Koopman and transfer operator techniques from the perspective of quantum theory

TL;DR

This paper explores the connection between classical dynamical systems and quantum theory through operator methods, highlighting recent data-driven approximation techniques and their potential for quantum algorithms.

Contribution

It surveys the Koopman-von Neumann framework and introduces advanced approximation methods using reproducing kernel Hilbert algebras and Fock spaces for classical-quantum operator representations.

Findings

Reproducing kernel Hilbert algebras facilitate quantum representations of classical objects.

Fock space-based schemes preserve positivity and multiplicativity.
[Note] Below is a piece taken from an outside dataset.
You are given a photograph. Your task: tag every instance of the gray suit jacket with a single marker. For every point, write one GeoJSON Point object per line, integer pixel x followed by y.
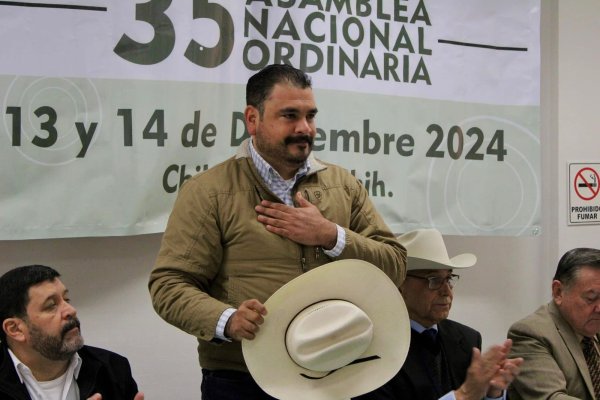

Applications to quantum algorithms for systems with pure point spectra.

Abstract

The study of mathematical connections between operator-theoretic formulations of classical dynamics and quantum mechanics began at least as early as the 1930s in work of Koopman and von Neumann and was developed in later decades by many authors, often independently, into a framework now broadly known as Koopman-von Neumann representation of classical dynamics. This article surveys aspects of this framework for measure-preserving ergodic dynamical systems and connects it with recent approximation techniques for Koopman and transfer operators that are amenable to data-driven numerical implementation. In broad terms, these methods are based on representations of (i) classical observables as elements of an algebra of operators acting on a Hilbert space; and (ii) classical probability measures as elements of the state space of that algebra, with lifted versions of the Koopman and transfer operators inducing dynamical evolution of observables and states, respectively. A common theme underlying the techniques surveyed here is the use of reproducing kernel Hilbert spaces with coalgebra structure (so-called "reproducing kernel Hilbert algebras'') that aids the quantum representation of classical objects, as well as the use of Fock spaces to build approximation schemes with high expressivity and structure preservation properties (notably, preservation of positivity and multiplicativity of composition operators). Applications to quantum algorithms for approximating the Koopman evolution of observables in systems with pure point spectra are also discussed.